E’ passato un anno da quel 4 gennaio in cui, in tutte le case italiane, arrivò la notizia, improvvisa, della morte di Pino Daniele. La sua città di origine, Napoli, si prepara a celebrarlo con tante iniziative: mostre fotografiche, visite guidate, eventi musicali, tributi ed iniziative editoriali.

Nessuno lo hai mai dimenticato e anzi, all’indomani della sua scomparsa, sono stati tantissimi i progetti a lui dedicati. Prima fra tutte la ‘Fondazione Pino Daniele trust onuls’, promotrice di iniziative culturali, sociali e musicali. Ma si sa che il genio napoletano non ha eguali e quindi c’è chi si è inventato tour turistici ispirati ai luoghi frequentati dal cantante: tappa obbligata al civico 32 di via Santa Maria la Nova dove visse e al bar Battelli dove iniziò a suonare. In attesa dell’apertura entro marzo di una sezione permanente del Museo della Pace a lui dedicata.

Un cantante non solo amato tantissimo dai suoi fans ma anche dagli altri artisti che durante tutto questo anno, lo hanno ricordato in ogni occasione.

Come dimenticare il tributo dei due amici Lorenzo Jovanotti ed Eros Ramazzotti che al San Paolo di Napoli gli hanno reso onore con un duetto commovente.

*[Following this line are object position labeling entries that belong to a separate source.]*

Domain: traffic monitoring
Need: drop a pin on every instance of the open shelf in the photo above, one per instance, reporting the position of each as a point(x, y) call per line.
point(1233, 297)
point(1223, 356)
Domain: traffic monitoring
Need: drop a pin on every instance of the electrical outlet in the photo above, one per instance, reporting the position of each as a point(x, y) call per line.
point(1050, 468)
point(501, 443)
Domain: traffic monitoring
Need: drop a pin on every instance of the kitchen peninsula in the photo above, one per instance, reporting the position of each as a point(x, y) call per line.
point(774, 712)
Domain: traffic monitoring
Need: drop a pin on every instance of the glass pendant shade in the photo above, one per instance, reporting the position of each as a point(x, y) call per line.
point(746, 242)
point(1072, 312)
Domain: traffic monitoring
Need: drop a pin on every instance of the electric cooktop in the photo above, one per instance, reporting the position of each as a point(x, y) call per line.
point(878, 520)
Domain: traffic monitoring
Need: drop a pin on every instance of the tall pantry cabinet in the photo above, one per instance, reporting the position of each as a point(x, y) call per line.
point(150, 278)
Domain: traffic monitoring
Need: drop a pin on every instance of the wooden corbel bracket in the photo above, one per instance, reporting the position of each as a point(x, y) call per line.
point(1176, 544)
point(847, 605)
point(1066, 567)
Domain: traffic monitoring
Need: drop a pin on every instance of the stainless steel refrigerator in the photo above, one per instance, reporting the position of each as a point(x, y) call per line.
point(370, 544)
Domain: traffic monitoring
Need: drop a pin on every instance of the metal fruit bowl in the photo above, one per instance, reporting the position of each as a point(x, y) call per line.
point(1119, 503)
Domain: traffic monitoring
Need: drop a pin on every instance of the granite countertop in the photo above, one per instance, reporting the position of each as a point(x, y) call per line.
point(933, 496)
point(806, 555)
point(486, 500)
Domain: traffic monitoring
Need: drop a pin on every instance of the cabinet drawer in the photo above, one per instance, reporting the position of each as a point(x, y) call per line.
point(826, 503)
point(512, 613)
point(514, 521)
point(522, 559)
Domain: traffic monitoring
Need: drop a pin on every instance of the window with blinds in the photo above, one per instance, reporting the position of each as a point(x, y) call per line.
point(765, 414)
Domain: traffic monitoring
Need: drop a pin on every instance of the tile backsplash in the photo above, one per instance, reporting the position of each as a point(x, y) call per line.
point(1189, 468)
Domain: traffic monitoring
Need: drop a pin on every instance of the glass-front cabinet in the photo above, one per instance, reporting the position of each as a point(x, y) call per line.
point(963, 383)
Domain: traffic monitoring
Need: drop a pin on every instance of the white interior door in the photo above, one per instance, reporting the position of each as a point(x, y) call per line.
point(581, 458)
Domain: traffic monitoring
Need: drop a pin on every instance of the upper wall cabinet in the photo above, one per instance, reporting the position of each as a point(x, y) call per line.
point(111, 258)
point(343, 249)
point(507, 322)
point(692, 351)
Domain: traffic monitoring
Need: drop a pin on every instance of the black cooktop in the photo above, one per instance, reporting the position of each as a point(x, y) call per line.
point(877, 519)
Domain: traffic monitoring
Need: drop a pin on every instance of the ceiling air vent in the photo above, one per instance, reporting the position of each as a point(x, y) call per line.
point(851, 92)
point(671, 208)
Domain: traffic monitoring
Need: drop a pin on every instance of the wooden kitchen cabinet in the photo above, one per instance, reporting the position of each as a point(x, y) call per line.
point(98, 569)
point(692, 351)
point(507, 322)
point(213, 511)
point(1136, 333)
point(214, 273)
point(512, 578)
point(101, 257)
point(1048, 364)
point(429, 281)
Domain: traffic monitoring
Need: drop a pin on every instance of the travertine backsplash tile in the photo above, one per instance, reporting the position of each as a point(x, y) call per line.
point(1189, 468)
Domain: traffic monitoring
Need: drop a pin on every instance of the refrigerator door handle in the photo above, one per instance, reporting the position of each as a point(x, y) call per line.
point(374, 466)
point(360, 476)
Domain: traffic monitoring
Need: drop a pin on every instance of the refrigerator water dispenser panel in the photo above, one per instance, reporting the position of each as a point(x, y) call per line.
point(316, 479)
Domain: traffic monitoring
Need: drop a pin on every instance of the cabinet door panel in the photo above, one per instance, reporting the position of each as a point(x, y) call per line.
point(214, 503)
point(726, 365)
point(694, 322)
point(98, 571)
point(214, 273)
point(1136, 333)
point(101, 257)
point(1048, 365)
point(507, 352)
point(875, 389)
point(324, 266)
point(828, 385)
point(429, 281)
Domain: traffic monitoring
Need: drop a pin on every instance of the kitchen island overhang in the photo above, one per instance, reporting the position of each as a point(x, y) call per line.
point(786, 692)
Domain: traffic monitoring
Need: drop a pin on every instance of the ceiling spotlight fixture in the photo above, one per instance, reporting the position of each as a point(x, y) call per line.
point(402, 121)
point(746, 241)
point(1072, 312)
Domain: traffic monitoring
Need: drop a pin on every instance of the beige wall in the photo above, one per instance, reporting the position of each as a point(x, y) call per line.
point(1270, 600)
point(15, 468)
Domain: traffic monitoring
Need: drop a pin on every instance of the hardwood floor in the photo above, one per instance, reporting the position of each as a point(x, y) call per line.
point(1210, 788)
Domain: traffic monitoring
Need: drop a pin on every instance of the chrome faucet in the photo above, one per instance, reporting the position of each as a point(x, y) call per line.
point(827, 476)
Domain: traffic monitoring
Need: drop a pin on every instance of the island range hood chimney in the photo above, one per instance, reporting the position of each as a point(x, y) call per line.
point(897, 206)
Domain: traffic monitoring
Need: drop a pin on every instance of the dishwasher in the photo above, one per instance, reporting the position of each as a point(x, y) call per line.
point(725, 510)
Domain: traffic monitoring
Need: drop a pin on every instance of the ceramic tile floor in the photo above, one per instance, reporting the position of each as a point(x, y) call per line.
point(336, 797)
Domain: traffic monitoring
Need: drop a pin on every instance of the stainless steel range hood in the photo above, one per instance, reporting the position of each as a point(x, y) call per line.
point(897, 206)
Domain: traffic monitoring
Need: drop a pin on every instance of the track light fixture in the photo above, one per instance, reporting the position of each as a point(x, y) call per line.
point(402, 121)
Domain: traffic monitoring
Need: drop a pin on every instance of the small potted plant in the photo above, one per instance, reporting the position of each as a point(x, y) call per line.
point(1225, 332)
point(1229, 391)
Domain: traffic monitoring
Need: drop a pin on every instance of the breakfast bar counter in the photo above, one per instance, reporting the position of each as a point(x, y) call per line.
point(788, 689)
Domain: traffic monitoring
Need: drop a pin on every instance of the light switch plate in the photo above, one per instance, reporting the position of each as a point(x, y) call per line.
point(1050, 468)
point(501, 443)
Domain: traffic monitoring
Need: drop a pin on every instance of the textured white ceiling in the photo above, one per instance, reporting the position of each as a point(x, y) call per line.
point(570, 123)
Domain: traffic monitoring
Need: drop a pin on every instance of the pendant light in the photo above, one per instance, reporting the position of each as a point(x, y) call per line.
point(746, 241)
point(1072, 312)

Alla memoria del musicista, e a quella di Luca de Filippo, è stato dedicato anche il concertone di San Silvestro così come quello di Capodanno dell’Orchestra Scarlatti; solo gli ultimi anelli di una catena infinita di omaggi affettuosi.

Domani anche Rai 2 ricorderà il cantautore con ‘Pino Daniele: tu dimmi quando’, il racconto televisivo firmato da Giorgio Verdelli, proiezione di filmati inediti e la narrazione dell’esordio discografico attraverso la voce dei suoi amici di palco.